Rather, I was drawn to its underlying theme of family, and the fact that I was simply looking for a good, light read to enjoy during the dwindling days of summer at the lake. “One Vacant Chair” isn’t even a new book. Coomer, an American author who is well known for his award-winning work of non-fiction, Dream House, has published multiple works of fiction. One Vacant Chair was first published in September 2003, and is just being re-released in paperback format in October, so you can soon pick up a more compact version for a mere $15.50.

I was sold when I read the simple, yet compelling statement on the dust jacket: “It’s where you sit down that determines everything in life.”

Perhaps it was this romantic notion that sucked me in.

“I never choose a seat casually anymore, even when the room is empty.

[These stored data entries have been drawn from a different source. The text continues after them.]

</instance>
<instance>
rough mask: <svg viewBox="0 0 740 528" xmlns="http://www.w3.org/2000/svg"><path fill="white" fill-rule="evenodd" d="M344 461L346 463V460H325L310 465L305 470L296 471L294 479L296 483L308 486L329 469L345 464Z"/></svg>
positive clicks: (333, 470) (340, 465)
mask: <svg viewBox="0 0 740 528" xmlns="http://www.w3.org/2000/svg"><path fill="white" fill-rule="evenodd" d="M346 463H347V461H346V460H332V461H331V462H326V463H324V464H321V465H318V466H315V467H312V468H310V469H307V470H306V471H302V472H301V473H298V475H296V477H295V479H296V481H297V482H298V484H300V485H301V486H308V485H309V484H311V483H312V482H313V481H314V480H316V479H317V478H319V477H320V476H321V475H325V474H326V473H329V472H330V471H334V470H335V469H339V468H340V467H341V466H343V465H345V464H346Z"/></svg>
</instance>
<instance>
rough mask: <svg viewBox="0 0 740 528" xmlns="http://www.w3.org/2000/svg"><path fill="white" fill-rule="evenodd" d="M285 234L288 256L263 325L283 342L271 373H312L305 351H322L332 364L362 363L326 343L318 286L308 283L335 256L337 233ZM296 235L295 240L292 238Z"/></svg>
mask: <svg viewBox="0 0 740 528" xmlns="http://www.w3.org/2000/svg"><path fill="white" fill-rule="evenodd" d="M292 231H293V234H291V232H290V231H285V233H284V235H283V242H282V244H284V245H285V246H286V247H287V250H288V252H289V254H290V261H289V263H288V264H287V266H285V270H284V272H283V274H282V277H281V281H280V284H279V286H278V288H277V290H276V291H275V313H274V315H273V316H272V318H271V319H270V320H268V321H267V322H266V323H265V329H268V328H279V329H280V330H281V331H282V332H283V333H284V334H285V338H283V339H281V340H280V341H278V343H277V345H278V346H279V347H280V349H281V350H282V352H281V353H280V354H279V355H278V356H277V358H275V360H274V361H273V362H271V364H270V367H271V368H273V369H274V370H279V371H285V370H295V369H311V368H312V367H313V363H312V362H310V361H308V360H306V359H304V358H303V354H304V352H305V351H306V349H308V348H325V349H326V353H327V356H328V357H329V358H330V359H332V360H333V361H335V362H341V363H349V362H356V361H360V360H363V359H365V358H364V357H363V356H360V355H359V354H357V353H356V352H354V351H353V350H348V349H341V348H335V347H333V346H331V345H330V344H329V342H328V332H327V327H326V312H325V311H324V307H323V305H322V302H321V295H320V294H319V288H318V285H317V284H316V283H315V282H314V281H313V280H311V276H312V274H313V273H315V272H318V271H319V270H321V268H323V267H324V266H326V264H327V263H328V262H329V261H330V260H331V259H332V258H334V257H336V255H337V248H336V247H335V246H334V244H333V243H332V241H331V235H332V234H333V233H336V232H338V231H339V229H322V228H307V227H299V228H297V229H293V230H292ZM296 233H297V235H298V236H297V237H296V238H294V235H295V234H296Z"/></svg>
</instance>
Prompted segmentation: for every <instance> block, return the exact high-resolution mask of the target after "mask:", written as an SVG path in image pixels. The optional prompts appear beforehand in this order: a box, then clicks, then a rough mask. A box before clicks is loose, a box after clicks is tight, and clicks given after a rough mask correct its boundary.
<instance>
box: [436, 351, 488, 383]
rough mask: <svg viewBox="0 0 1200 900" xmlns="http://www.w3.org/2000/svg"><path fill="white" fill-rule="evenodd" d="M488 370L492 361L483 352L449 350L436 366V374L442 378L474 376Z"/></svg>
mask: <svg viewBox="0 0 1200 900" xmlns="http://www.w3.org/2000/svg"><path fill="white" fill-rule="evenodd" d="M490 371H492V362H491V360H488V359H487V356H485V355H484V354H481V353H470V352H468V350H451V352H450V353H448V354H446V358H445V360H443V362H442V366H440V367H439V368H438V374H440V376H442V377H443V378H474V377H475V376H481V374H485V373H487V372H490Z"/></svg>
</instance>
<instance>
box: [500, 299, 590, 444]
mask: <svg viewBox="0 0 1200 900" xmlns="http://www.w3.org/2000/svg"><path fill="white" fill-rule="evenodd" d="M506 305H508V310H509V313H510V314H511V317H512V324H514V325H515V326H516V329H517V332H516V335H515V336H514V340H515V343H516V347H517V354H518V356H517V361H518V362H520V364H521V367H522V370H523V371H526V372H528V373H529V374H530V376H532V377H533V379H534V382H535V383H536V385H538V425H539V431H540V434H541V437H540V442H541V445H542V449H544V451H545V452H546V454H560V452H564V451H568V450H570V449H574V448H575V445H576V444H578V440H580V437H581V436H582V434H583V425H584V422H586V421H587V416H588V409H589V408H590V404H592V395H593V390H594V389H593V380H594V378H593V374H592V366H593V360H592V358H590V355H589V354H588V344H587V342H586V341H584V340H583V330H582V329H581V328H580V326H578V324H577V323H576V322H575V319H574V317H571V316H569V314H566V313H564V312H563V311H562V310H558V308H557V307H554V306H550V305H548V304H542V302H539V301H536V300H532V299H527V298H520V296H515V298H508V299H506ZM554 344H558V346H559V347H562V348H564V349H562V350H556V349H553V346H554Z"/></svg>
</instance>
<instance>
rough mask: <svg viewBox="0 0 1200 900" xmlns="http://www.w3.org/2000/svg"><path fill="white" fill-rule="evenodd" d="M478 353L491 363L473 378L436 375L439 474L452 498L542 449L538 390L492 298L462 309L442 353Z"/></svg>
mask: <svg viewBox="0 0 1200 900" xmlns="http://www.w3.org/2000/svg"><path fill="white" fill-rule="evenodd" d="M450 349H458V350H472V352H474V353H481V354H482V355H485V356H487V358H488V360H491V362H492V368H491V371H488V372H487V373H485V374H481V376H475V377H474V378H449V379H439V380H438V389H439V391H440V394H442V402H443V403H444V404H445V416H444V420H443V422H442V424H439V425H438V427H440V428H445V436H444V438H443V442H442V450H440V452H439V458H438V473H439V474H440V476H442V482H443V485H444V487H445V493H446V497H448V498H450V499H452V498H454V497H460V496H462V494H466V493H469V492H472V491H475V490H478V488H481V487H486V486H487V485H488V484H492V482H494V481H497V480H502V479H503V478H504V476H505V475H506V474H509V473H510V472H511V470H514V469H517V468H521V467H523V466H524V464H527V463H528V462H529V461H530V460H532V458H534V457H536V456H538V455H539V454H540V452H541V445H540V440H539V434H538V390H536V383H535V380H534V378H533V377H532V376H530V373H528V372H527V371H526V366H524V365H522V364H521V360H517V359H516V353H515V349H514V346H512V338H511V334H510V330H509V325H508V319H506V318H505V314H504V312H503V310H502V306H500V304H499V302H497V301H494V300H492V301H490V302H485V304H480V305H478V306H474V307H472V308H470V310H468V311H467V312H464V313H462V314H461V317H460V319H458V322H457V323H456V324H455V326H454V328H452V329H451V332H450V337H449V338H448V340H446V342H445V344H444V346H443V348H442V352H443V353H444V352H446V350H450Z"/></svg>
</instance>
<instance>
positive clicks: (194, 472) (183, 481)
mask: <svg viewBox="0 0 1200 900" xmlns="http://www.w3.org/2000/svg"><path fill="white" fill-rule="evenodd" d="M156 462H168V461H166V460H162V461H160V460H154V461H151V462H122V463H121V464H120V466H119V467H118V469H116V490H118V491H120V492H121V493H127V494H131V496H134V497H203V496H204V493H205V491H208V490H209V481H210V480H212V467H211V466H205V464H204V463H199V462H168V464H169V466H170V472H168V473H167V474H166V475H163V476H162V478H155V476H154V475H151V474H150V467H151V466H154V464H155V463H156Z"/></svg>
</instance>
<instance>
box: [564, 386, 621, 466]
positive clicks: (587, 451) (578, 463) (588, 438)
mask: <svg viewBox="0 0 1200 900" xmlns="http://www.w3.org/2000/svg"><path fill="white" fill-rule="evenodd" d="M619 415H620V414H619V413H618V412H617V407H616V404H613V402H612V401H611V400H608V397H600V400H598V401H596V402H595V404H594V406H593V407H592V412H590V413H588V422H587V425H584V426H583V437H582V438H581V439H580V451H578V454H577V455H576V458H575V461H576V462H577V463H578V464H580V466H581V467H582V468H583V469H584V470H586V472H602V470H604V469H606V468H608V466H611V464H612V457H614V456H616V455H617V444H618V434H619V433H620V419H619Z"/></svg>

In college I sat down in a life-drawing class next to a boy with the prettiest blue shirt. It was the first time either one of us had seen a completely naked adult woman. I turned out to be his second. I met my first serious boyfriend at a wedding reception where there were no place cards. I sat between him and his mother and they both pulled on me from opposite directions for the next two years. I took a chair next to my former boss at a crowded conference table and he proceeded to run his claw along my inner thigh. I had to find a new job but he had to find a hand surgeon.”

The novel starts in Texas with the middle-aged protagonist, Sarah, returning for her grandmother’s funeral. The grandmother (who sounds like she was the mother of all crotchety old bitches) spent the past 26 years bedridden and cared for by Edna, her selfless and eccentric daughter. A cafeteria worker by day, Edna has a passion for art, but is only interested in one subject for all of her work — chairs. In fact, she’s spent years drawing and painting them, filling every nook and cranny of her mother’s house.

“Every wall in the house was hung with sketches, watercolours and paintings of chairs: simple pencil studies of foliate carvings on knees or stenciled crest rails, watercolours of single chairs in a meadow or parking lot, a flight of chairs winging through deep grass, an oil portrait of a stodgy banister-back paired with a low, bow-backed Windsor that had to have been influenced by Grant Wood’s American Gothic .”

After the funeral is over, Sarah decides to stay with her aunt Edna, rather than returning home to deal with her adulterous husband, whiny teenage children, unfulfilling career as a Christmas decoration designer, and an impending mid-life crisis.

The unlikely pair ends up embarking on their first international journey together, traveling to the moors of Scotland, of all places, to scatter Grandmother Hutton’s ashes. While the book is riddled with humour, the funny moments are balanced with the sad, and in the end, Coomer comes full-circle to the theme of family, again.

One thing is certain: the author has a knack for bringing his eccentric characters to life, using natural dialogue and detailed descriptions that make each person seemingly leap off the page. Take, for example, a scene from the funeral:

“Sister Roberts was handing each of them a single peppermint, holding her mouth wide as she did so, signaling to them to eat. ‘Sweet little birds,’ she rasped, in a voice as dry and light as the pages of a Bible… She wore a pink pillbox hat and matching short gloves. Her stockings hadn’t shrunk as much as her calves had. Her hose were so twisted from knee to ankle that it seemed she was screwed into her shoes.”

There are only a few moments later in the novel, specifically when Coomer is regaling the reader with visions of the lush countryside of Scotland, that his descriptions become somewhat repetitious and I found myself skipping over entire pages of text.

One Vacant Chair is full of larger than life characters and, at times, over-the-top plot twists that are sure to keep you absorbed in your reading until the sun sets and the cool breeze chases you away from the lakeside.